In the early seventies, it was thought that the new Yankee Stadium would transform the surrounding Bronx neighborhood. It hasn’t—though it cost four times the original projections. The New Orleans Superdome cost nine times what it was supposed to, and in 1977 lost $13 million. In 1975, Renzo Zingone, a Milanese builder, was to lead a flock of Italian manufacturers to construct a vast industrial park in the South Bronx. It was, then city EDA Administrator Alfred Eisenpreis announced at the time, “a vote of confidence in New York.” Mr. Zingone has not been heard from since.

There is reason to worry that the South Bronx plan will become another false promise. A gap exists between the almost infinitely difficult task and the finite resources Carter will make available; between abstract plans and real people and problems. Beyond this is the inevitable clash between the desirable and do-able—the same clash witnessed throughout the city’s last twenty or so years. Wishing to do good for people, New York often tried to do too much. Enthusiasm, or desperation, overcame our sense of limits. We forgot there were limits to what a city could spend, tax or borrow. Just as the city, and Jimmy Carter, may be ignoring a sense of limits in the South Bronx—trying to do too much with too little on the wrong battlefield.

New York’s demands for massive national assistance may also be ignoring federal budget and political limits. Washington should further tilt toward its declining cities. It should target jobs, low-interest loans, incentives for business expansion, relief for high welfare and energy costs; further help stretch the city’s enormous debt to permit the easing of choking debt service payments; offer incentives to state and local governments to improve their productivity. New York, like other older cities, is afflicted with too many poor people and too few resources. Alone, sometimes all New York can do is imitate, in Brian Berry’s words, “the man with the garbage can following the elephant into the ring, just cleaning up the awful mess that’s there.”

But after saying this, honesty compels recognition that most federal aid programs already tilt toward New York.
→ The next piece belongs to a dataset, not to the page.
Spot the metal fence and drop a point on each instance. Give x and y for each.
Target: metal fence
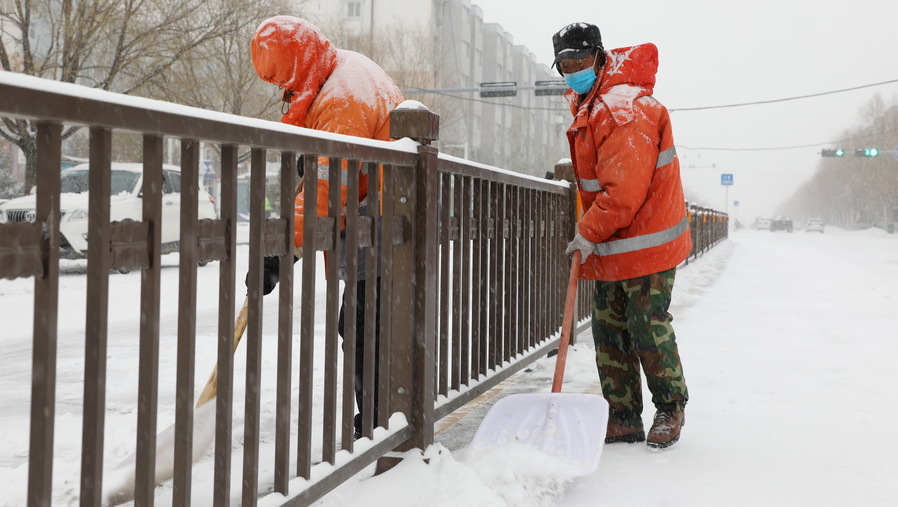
(471, 267)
President Carter’s proposed urban policy would tilt even more toward older cities. Yet his proposed tilt aroused potent political opposition. The Sunbelt is angry, as are the suburbs. Everyone wants a piece of the action, and everyone doesn’t have the same generosity of spirit exhibited by liberal New Yorkers in the thirties. In addition, the President is committed to balancing the federal budget and has already announced his intention to reduce the percentage of the GNP spent by the federal government. Many in Congress and the nation already blame government spending and the huge federal deficit for raging inflation. As of June 1978, twenty-three state legislatures—two-thirds the required number—had approved an amendment to the Constitution banning federal deficits.

In short, there is not likely to be a federal Santa Claus. That is why Senator Moynihan’s putative $7.4 billion “gap” is so harmful. It is a narcotic.